– Я понимаю, что для вас это может быть тяжело. Допускаю, что после произошедшего вам сложно воспринимать ее как прежде, без страха и отторжения. Вы были всего лишь ребенком, когда на ваших глазах она совершила убийство. Неудивительно, что теперь вы можете быть напуганы.
Мужчина ошибался. Страх? Нет, его нет среди смешения чувств, терзающих девушку. Никогда не было. Однако она не стала возражать на его слова, а продолжила слушать.
– Сейчас она не тот человек, что была прежде. Что бы ваша мама ни совершила прежде, как бы ни вела себя, теперь она просто страдающая от болезни женщина, которой требуется поддержка близкого. Знаю, вы по-своему заботитесь о ней, иначе не стали бы обращаться ко мне. И я рад, что вы прислушались ко мне и приехали. Ваш сегодняшний визит, уверен, пойдет ей на пользу. Надеюсь, вы сможете теперь посещать ее чаще, несмотря на болезненное прошлое.
Сабине не хочется вдумываться в сказанное, ощущая себя как в коконе из покрывала, совсем как детстве. Вместо этого ее внимание цепляется за какое-то особое чувство, которое слышится в голосе врача и определить которое она затрудняется. Ей в голову давно приходила одна догадка, и теперь появилась возможность лично задать вопрос, чтобы ее проверить:
– Почему вы так заботитесь о ней?
– Вы платите мне за это, разве нет? – отшучивается Гавришкин, но лицо его становится еще более румяным, и щеки теперь похожи на два наливных яблока.
– Думаю, есть что-то еще, – девушка отводит взгляд от мужчины. Она не знает, почему упорствует, но это будто бы позволяет уйти от того, что ей обсуждать совсем не хочется. – Я узнавала, препараты, которые вы для нее достаете, стоят даже больше, чем я отправляю.
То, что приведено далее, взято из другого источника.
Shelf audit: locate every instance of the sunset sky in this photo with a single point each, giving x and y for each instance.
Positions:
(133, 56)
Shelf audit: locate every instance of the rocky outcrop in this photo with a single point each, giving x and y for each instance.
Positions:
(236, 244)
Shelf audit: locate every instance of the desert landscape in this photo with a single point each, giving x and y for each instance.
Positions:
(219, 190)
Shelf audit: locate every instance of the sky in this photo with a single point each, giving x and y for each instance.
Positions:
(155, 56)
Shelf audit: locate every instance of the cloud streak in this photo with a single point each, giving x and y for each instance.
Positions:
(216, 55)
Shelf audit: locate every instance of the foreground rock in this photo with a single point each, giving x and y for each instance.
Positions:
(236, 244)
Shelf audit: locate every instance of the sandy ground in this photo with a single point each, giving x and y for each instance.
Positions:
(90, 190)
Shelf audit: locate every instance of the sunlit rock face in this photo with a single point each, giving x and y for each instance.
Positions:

Алексей Петрович какое-то время крутит в ладонях опустевший стаканчик и с какой-то вымученной, оторванной от сердца улыбкой признается:
– Когда-то я ухаживал за вашей мамой… За Мариной. Только не срослось ничего. Тогда стали дружить, я ее, дурак, даже на свидания провожал – не смыслил в любви ничего, а подсказать некому было. Она многое пережила, вы всего даже не знаете, наверное. Рано осталась без родителей, подрабатывала везде, где могла. Потом, я тогда срочку служил, она забеременела, но по какой-то причине с отцом ребенка поддерживать связь не стала и вскоре вышла замуж за своего бывшего школьного учителя. Я был с ним знаком – мой брат был его приятелем, и тот часто бывал у нас дома. Такой себе человек. Ну, да что скажешь, – ее вечно тянуло на мерзавцев. Он быстро оборвал все ее прежние связи с друзьями и знакомыми, включая меня. Марину перестали видеть на людях, все дома, должно быть, сидела. До несчастья я о ней и не слышал больше ничего, а потом уже поздно было.
Рассказ о жизни матери до замужества ослабляет скрученную пружину внутри Сабины. Снедающее ее неприятие и неясное беспокойство затихают как эхо гитарной струны, нечаянно тронутой чьими-то пальцами. А может, то, как Гавришкин говорил о ней, нежно и светло, сыграло свою роль.